The product vision is a hosted SaaS: users pay ¥198/month, scan a WeChat QR, and get a personal stock-research bot — no tokens, no keys, no config. Phase 1 turns the spec into a shippable paid product.

Goal

Ship a paid A-share research bot on WeChat in four milestones (P1.0 → P1.3):

  1. P1.0 — FastAPI backend on Vultr with DuckDB cache + bearer auth (closed alpha)
  2. P1.1 — Landing page + WeChat Pay + provisioning flow (paid product)
  3. P1.2 — Multi-source data layer (pytdx3 + akshare + Yahoo)
  4. P1.3 — Web search proxy (DashScope → Google fallback)
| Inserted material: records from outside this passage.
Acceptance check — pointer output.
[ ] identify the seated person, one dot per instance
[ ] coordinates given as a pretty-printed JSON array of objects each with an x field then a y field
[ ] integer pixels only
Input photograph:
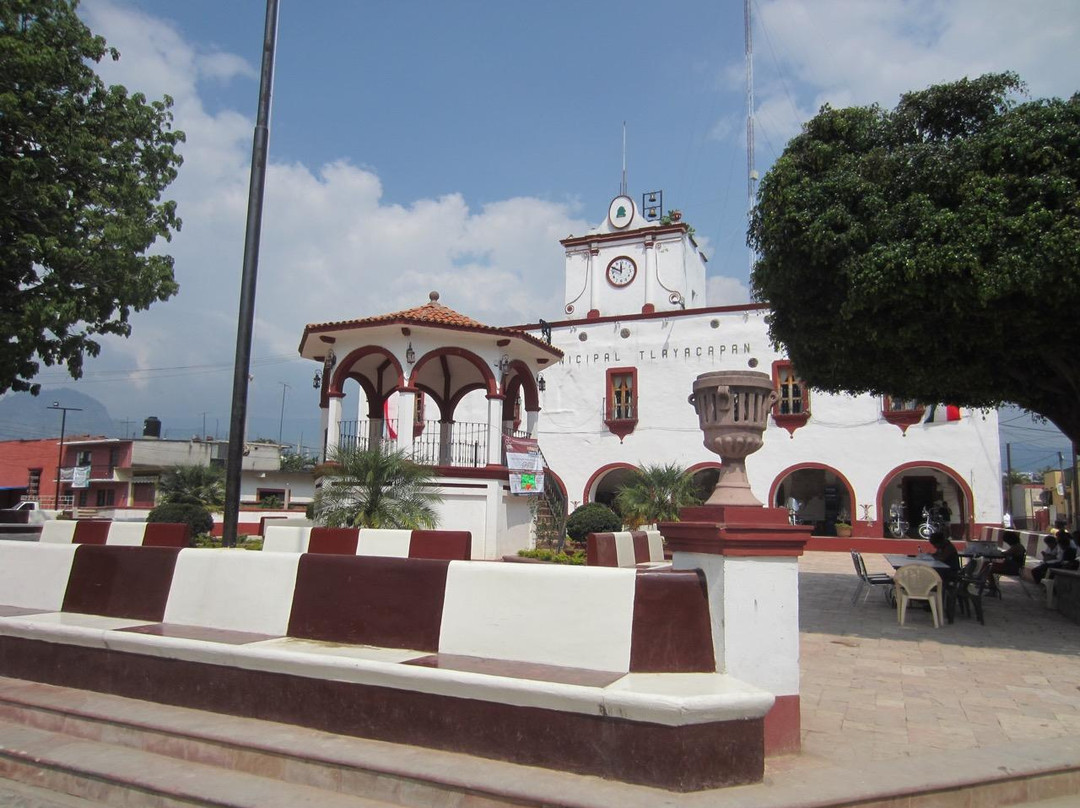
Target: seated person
[
  {"x": 1051, "y": 557},
  {"x": 1014, "y": 556},
  {"x": 945, "y": 552}
]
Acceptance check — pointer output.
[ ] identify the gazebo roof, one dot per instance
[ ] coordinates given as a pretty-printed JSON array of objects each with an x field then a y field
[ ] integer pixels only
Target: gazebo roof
[{"x": 432, "y": 314}]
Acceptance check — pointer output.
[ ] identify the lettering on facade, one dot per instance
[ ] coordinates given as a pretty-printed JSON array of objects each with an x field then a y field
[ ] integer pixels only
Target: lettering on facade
[{"x": 707, "y": 352}]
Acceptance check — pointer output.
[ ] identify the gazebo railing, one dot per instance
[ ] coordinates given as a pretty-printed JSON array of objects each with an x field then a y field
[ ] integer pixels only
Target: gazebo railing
[{"x": 466, "y": 447}]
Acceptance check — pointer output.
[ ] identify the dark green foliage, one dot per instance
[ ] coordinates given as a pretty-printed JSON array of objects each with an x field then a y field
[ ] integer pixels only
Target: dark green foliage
[
  {"x": 656, "y": 494},
  {"x": 575, "y": 559},
  {"x": 194, "y": 515},
  {"x": 377, "y": 488},
  {"x": 82, "y": 169},
  {"x": 931, "y": 252},
  {"x": 592, "y": 517}
]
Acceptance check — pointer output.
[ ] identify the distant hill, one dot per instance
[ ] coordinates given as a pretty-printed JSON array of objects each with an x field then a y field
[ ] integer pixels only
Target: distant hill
[{"x": 28, "y": 417}]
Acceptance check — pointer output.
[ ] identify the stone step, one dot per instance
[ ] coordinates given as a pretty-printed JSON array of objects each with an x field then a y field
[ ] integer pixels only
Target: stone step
[
  {"x": 122, "y": 776},
  {"x": 110, "y": 727}
]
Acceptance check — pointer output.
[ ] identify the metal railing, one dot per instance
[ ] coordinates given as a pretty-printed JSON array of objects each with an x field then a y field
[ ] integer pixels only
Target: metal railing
[{"x": 466, "y": 447}]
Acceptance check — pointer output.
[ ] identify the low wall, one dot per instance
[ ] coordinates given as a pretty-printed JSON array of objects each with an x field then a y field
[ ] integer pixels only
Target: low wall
[{"x": 456, "y": 655}]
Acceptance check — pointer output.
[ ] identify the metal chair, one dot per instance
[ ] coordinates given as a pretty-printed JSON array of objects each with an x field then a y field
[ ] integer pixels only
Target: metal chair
[
  {"x": 868, "y": 581},
  {"x": 918, "y": 582}
]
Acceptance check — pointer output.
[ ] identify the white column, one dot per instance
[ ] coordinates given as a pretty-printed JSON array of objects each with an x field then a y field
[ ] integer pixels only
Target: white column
[
  {"x": 406, "y": 409},
  {"x": 333, "y": 425},
  {"x": 495, "y": 430}
]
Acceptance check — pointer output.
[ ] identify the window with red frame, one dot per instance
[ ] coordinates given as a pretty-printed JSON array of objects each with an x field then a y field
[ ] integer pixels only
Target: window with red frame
[
  {"x": 794, "y": 399},
  {"x": 620, "y": 401}
]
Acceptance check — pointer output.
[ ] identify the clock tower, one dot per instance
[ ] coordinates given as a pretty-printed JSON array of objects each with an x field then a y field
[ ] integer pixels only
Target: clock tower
[{"x": 631, "y": 265}]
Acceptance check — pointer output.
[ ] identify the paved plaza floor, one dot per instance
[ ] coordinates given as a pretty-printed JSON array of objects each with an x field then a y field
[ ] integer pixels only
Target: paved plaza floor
[{"x": 873, "y": 689}]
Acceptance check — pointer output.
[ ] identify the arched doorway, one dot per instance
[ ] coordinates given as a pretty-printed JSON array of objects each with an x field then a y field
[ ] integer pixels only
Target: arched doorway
[
  {"x": 913, "y": 486},
  {"x": 819, "y": 495}
]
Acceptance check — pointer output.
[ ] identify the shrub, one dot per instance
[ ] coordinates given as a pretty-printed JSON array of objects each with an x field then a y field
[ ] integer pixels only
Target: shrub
[
  {"x": 592, "y": 517},
  {"x": 577, "y": 557},
  {"x": 196, "y": 515}
]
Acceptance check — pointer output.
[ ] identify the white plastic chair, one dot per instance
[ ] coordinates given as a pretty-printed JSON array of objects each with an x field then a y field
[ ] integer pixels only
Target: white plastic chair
[{"x": 918, "y": 582}]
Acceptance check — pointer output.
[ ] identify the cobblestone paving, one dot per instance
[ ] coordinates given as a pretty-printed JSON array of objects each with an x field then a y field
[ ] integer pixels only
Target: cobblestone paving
[{"x": 875, "y": 690}]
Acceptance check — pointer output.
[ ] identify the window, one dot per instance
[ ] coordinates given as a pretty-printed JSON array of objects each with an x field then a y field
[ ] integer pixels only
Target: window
[
  {"x": 901, "y": 412},
  {"x": 792, "y": 408},
  {"x": 620, "y": 404}
]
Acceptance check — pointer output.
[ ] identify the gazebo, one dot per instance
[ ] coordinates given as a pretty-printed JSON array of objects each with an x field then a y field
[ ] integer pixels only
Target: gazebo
[{"x": 407, "y": 363}]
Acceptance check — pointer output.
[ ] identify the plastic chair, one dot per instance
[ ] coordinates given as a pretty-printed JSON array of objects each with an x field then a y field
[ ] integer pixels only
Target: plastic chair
[
  {"x": 867, "y": 581},
  {"x": 918, "y": 582}
]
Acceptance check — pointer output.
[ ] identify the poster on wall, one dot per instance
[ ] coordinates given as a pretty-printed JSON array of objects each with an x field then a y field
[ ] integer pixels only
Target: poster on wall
[{"x": 525, "y": 465}]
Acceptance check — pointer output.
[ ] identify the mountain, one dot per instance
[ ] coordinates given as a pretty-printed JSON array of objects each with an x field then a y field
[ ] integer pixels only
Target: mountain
[{"x": 28, "y": 417}]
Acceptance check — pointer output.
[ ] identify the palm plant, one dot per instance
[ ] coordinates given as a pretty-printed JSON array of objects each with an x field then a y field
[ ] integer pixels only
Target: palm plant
[
  {"x": 377, "y": 488},
  {"x": 656, "y": 494},
  {"x": 193, "y": 485}
]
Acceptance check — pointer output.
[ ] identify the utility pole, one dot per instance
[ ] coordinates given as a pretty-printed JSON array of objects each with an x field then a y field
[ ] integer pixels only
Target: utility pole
[
  {"x": 59, "y": 459},
  {"x": 281, "y": 421},
  {"x": 241, "y": 372}
]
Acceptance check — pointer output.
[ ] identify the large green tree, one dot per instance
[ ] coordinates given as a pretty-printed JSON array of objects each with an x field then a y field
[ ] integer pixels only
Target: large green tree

Success criteria at the end: user pays ¥198 → scans QR → names bot → sends "查 600519 的 P/E" → gets a cited answer in WeChat, having never touched a single token or key.

Non-Goals

  • Lite tier ($49/mo) enforcement — displayed but disabled in MVP
  • Real-time intraday data stream
  • Research report PDF ingestion (deferred to P2)
  • Cross-source factor generation (P2)
  • Per-user dashboards / billing portals (P2)
  • Open-source distribution of the service code (undecided)

Architecture

                        ┌──────────────────────────────────────┐
                        │         Vultr ($12/mo, 4GB)          │
                        │                                      │
   WeChat User ──QR──►  │  ┌────────────┐    ┌───────────────┐ │
   (Weixin iLink)       │  │  Hermes    │    │  FastAPI      │ │
                        │  │  Gateway   │───►│  +Pydantic    │ │
                        │  │ (per-user) │    │  /price       │ │
                        │  └────────────┘    │  /fundamentals│ │
                                              │  /search      │ │
                        ┌────────────┐        │               │ │
                        │  WeChat    │        │  ┌─────────┐  │ │
                        │  Pay       │──webhook──►│Provisioner│ │
                        │  Webhook   │        │  └─────────┘  │ │
                        └────────────┘        │               │ │
                                              │  ┌─────────┐  │ │
                        ┌────────────┐        │  │DuckDB   │  │ │
                        │  Postgres  │◄───────┼──│cache    │  │ │
                        │  users/    │        │  │         │  │ │
                        │  billing   │        │  └────┬────┘  │ │
                        └────────────┘        │       │miss   │ │
                                              │       ▼       │ │
                                              │  ┌─────────┐  │ │
                                              │  │Tushare  │  │ │
                                              │  │Pro (paid)│  │ │
                                              │  └─────────┘  │ │
                                              └────────────────┘

Two things both called "gateway":

  • FastAPI service — HTTP server skills call (/price, /fundamentals, /search). One process, all users.
  • Hermes gateway — per-user agent process holding a WeChat iLink connection, running the agent loop. Each paying user gets one.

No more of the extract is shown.